Tonight the Government Development Bank of Puerto Rico announced via EMMA that a $1.14 billion figure shown on the Commonwealth’s unaudited financials dated 11-6-2015 as a negative was actually a positive.
The change resulted in an $2.3 billion correction.
A one paragraph statement that was released with the new numbers, the core content of which was:
This Errata Notice corrects an inadvertent error in the “Total Expenditures” line item for fiscal year 2014 under the columns of “Other Governmental” and “Total Governmental”. The parentheses in the number $1,140,433 under the “Other Governmental” column are eliminated resulting in “Total Expenditures” of 21,620,133 under the “Total Governmental” column, instead of $19,339,267. The “Excess (Deficiency) of Revenues over Expenditures” for fiscal year 2014 appearing on that table remains ($4,309,879).
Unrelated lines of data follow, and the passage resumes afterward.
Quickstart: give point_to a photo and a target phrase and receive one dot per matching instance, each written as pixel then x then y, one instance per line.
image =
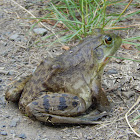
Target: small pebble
pixel 23 136
pixel 2 101
pixel 14 37
pixel 40 31
pixel 3 133
pixel 14 122
pixel 128 94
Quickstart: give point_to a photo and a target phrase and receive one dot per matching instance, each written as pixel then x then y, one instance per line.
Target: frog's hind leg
pixel 59 108
pixel 14 92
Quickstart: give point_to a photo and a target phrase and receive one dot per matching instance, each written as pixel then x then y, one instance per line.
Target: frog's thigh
pixel 56 104
pixel 13 93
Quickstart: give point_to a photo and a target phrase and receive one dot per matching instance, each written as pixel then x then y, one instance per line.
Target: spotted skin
pixel 62 89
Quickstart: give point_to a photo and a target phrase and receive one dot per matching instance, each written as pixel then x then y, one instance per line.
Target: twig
pixel 126 117
pixel 38 21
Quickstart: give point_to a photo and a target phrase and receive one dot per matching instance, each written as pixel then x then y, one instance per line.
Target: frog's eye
pixel 108 39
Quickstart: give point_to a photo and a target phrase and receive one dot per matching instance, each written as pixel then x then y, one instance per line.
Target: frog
pixel 63 89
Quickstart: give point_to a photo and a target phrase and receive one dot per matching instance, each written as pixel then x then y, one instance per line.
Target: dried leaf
pixel 65 48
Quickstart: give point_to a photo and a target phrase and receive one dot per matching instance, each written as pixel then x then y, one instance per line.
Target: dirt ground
pixel 19 55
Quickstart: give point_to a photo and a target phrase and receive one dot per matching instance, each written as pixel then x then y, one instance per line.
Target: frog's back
pixel 62 71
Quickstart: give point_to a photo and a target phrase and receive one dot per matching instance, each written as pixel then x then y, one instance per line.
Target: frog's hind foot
pixel 14 92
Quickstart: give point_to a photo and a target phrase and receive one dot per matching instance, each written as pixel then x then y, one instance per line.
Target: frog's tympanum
pixel 64 88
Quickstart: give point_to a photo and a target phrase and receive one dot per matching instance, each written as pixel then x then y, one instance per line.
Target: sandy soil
pixel 19 55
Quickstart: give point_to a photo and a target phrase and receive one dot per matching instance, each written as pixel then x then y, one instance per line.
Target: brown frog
pixel 62 89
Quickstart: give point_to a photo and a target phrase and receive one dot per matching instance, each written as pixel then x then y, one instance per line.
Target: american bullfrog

An error of this size and importance highlights the need for the Puerto Rico government to release audited financial statements. Puerto Rico’s auditor KPMG has not signed off on the financials of four government units, one of which is the Government Development Bank. In the absence of audited financials the PR government has hired restructuring firm Conway MacKenzie to prepare unaudited financials.
The Puerto Rico government has been using Conway’s unaudited financials to represent its liquidity and solvency. It would benefit Puerto Rican citizens, the U.S. Congress and bondholders if the Puerto Rican government came to an agreement with KPMG and published audited data for fiscal year 2014.
A reporting error of this magnitude will likely receive U.S. Congressional scrutiny at the U.S. Senate hearing next Tuesday.